Network with Who?

NetworkIt is often said that the key to an effective job search is networking. We’re all in. But what happens when you want to work at Sony BMG and you can’t identify someone you know who remotely knows anyone there? So you bravely call the main number at Sony to uncover who the head of record sales is for the southeast region. The operator has no clue. She only has first and last names. Then you ask for human resources and she refers you to the career section of their web site.

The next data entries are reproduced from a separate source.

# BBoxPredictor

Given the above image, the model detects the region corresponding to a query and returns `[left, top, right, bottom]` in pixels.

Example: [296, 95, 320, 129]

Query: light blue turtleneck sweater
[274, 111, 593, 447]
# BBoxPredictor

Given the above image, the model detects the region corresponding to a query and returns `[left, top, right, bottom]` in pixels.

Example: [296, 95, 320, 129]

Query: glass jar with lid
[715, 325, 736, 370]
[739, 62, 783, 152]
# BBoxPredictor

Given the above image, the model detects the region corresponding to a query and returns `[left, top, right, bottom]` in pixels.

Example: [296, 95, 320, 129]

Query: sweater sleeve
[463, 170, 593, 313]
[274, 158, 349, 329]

You then decide to look on the internet. You find a ton of names and titles and even some e-mail addresses and phone numbers. Sadly, none of them are the correct titles of people that you’re seeking. Even if they were, how would you get the person’s phone number? How would you get around their secretary? And, even if you got to them, what would you say that would engage their attention and interest? Now what?

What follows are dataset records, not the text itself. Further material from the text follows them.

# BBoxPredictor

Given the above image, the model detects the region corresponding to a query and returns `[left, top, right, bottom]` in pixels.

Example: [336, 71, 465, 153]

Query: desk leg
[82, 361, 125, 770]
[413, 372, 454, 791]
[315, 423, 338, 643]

The best way to get by an administrative assistant is to have him/her collaborate with you. We call this the “best friend” approach. For example, as a recruiter, when I (Ira) reach an assistant of an executive I’m trying to contact, I say; ”Let me tell you who I am and why I’m calling. I’m an executive recruiter who is in the business of helping Fortune 500 finance clients optimize their investment in human capital. My claim to fame is filling 100% of my assignments in our industry where 70-80% fill rate is considered exceptional. I’d like to talk to (your boss) about how I can add value to his/her growth strategies.”

Most people don’t bother giving any time or courtesy to an assistant. Yet, if you convey a message that positions the assistant to be a “hero” for referring your call, then you have enlisted an enthusiastic advocate. Furthermore, you’ve involved them in the process of enhancing their own employer. How refreshing!

Using this approach almost always gets you safely to your target. When you gain the trust and confidence of the gatekeeper, you’ll gain a friend who will lend a helping hand and do some of the “work” in networking.